There is a false belief that only those people with extreme issues and problems should focus on improvement. I have given many speeches about improvement and reaching goals and I have noticed that many people immediately assume that everyone else needs to listen to the message, but not them.
The reason is simple. It is much easier to see weaknesses in others than in our selves. Most self-improvement focuses on ways to improve upon weaknesses. But there is more than can be gained from self-improvement. We can use it to also grow our strengths.
If we look into wealth management techniques for improvement we may find that there are great strategies for getting out of debt. But there are also great strategies for starting to save and build emergency funds. There are great strategies for starting to build wealth and grow one’s net worth. There are great strategies for protecting wealth and giving back to the community. Wherever you find yourself regarding money, there are ways to improve and get better.
But most of us get to a point where we are comfortable and then stop. We don’t have major problems in that area so we stop trying to improve. We start to coast along.

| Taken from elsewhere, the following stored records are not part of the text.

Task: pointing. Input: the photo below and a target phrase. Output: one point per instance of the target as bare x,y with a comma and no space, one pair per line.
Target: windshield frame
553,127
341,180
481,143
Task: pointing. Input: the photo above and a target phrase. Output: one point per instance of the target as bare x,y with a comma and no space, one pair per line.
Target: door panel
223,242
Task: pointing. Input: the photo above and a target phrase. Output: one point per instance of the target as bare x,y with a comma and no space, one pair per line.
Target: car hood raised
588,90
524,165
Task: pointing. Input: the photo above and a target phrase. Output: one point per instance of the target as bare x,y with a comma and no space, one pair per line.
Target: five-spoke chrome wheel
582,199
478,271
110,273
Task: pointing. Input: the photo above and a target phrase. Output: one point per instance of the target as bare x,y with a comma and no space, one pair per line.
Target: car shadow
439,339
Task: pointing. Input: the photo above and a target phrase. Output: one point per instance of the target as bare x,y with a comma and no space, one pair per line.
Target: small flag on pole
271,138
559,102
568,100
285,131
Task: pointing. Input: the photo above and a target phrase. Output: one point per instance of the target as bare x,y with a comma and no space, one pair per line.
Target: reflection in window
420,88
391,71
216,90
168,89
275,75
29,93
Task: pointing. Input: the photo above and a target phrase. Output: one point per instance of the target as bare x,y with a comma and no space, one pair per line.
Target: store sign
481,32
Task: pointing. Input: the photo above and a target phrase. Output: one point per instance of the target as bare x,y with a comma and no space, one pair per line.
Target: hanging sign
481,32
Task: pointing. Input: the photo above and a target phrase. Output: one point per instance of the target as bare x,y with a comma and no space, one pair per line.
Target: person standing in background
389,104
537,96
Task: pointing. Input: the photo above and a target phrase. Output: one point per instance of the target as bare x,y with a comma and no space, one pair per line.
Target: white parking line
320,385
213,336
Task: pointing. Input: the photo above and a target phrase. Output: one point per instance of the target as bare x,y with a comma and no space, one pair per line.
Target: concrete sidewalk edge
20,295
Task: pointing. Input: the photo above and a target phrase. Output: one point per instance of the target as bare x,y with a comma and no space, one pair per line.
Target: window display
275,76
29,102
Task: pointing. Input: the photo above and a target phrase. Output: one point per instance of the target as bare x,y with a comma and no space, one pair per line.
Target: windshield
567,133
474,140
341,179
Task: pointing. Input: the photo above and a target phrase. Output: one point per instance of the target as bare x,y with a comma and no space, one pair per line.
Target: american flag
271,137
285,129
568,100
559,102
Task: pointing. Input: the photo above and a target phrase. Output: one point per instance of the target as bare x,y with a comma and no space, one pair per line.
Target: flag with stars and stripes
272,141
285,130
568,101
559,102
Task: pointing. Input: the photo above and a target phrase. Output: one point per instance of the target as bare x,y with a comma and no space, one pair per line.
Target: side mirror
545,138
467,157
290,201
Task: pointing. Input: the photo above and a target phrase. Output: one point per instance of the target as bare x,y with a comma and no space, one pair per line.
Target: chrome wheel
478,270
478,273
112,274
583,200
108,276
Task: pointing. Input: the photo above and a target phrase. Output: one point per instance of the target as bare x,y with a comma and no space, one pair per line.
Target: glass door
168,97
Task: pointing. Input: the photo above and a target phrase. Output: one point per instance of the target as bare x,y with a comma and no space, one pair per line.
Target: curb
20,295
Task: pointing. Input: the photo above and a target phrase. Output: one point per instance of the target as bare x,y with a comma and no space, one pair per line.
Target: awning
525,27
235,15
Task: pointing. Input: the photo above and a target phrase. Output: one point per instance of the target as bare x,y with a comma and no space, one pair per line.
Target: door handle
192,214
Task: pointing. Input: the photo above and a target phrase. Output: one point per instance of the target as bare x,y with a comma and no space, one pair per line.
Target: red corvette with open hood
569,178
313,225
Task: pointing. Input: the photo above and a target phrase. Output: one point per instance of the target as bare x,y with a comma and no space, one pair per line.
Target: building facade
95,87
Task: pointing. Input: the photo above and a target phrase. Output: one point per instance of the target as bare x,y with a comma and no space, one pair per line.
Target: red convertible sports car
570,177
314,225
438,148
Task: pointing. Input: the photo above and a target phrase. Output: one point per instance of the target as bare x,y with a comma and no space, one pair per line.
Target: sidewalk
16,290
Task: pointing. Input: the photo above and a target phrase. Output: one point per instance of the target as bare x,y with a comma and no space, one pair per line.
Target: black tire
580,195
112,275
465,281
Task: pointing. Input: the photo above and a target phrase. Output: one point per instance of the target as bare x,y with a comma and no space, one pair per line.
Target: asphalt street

This may be fine but it doesn’t have to be. The systems and habits approach to improvement works whether you are trying to fix a problem or grow a strength. We can continue to do small positive steps that help us get even further along and grow our abilities. And because the systems and habits approach is a slow, gradual, iterative process, it doesn’t have to be painful to be effective.
Many authors (including me) tend to focus too much on the negative problem-solving aspects of systematic improvement. It is easy to give an example of someone struggling in an area of their life and then provide insight into how they can start to change.
But this is a disservice to those who are actively working to improve. The reality is if we always focus on the lowest levels, such as paying off debt or losing weight, we miss the fact that once we have built some pretty solid habits, we still might look for insight into how to improve even more.
This is where some of the advanced concepts of systems thinking come into play. By diving deeper into leverage points and compensating feedback, we might be able to devise a system that has a feedback loop that grows and grows, rather than just addressing a feedback loop that is pushing us towards failure.
Here is an example. Imagine Joe has a very bad habit of shopping online and has to have all the latest gadgets. He obviously can use the systems and habits techniques to “fix” this problem. But then what?
He can use systems and habits techniques to build for the future. He can use the extra money to invest in an asset that produces recurring revenue that he then reinvests in other assets. If he does this over and over again he might find that he can build his own feedback loop that is slowly taking him towards wealth instead of towards poverty.
Or we can use the systems and habits approach to get into great shape. We can certainly use the systems and habits approach to drop a few pounds, but if we want to keep going we can use it to get into great shape and optimize our health.
Wherever you are in your journey of improvement, the systems and habits approach can help you get better. It isn’t just for those struggling to get started; it can be utilized by anyone that is looking for something better.